How to Choose Healthy Deli Meat
When shopping for deli meats, there are several nutritional factors to consider. Look for options with less than 400 milligrams of sodium, less than 2 grams of saturated fat, no harmful artificial preservatives, and prefer uncured meats over cured ones. These guidelines can help minimize health risks.
Top Picks for Healthy Deli Meats
Our dietitian-approved list highlights the healthiest deli meats available, focusing on low sodium, low saturated fat, and minimal preservatives. From organic turkey slices to uncured ham, these choices offer healthier alternatives without sacrificing flavor.
Best Healthy Deli Meats
Among the top choices are Applegate Oven Roasted Turkey Slices, 365 Organic Oven Roasted Chicken Breast, Boar's Head Organic Turkey Breast, and Applegate Honey Uncured Ham. These selections stand out for their nutritional profiles and commitment to avoiding harmful additives.
Plant-Based and Low-Sodium Options
For those following a plant-based diet or looking to reduce sodium intake, Tofurky Oven Roasted Plant-Based Deli Slices and Boar's Head 46% Lower Sodium Turkey Breast are excellent choices. They cater to dietary preferences while maintaining health-conscious standards.
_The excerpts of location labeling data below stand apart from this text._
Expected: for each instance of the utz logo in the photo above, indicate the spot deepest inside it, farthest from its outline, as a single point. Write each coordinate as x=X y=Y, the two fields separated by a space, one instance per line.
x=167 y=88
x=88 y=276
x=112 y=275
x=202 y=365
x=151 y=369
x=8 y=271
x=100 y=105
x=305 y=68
Unhealthiest Lunch Meats to Avoid
On the flip side, some deli meats are best left on the shelf. Products like Oscar Mayer Smoked White Turkey are criticized for high sodium content and the presence of fillers and other undesirable ingredients, highlighting the importance of reading labels carefully.
Conclusion
Choosing the right deli meat can make a significant difference in your diet's healthfulness. By prioritizing options with lower sodium, saturated fat, and no harmful preservatives, you can enjoy your sandwiches without compromising your well-being.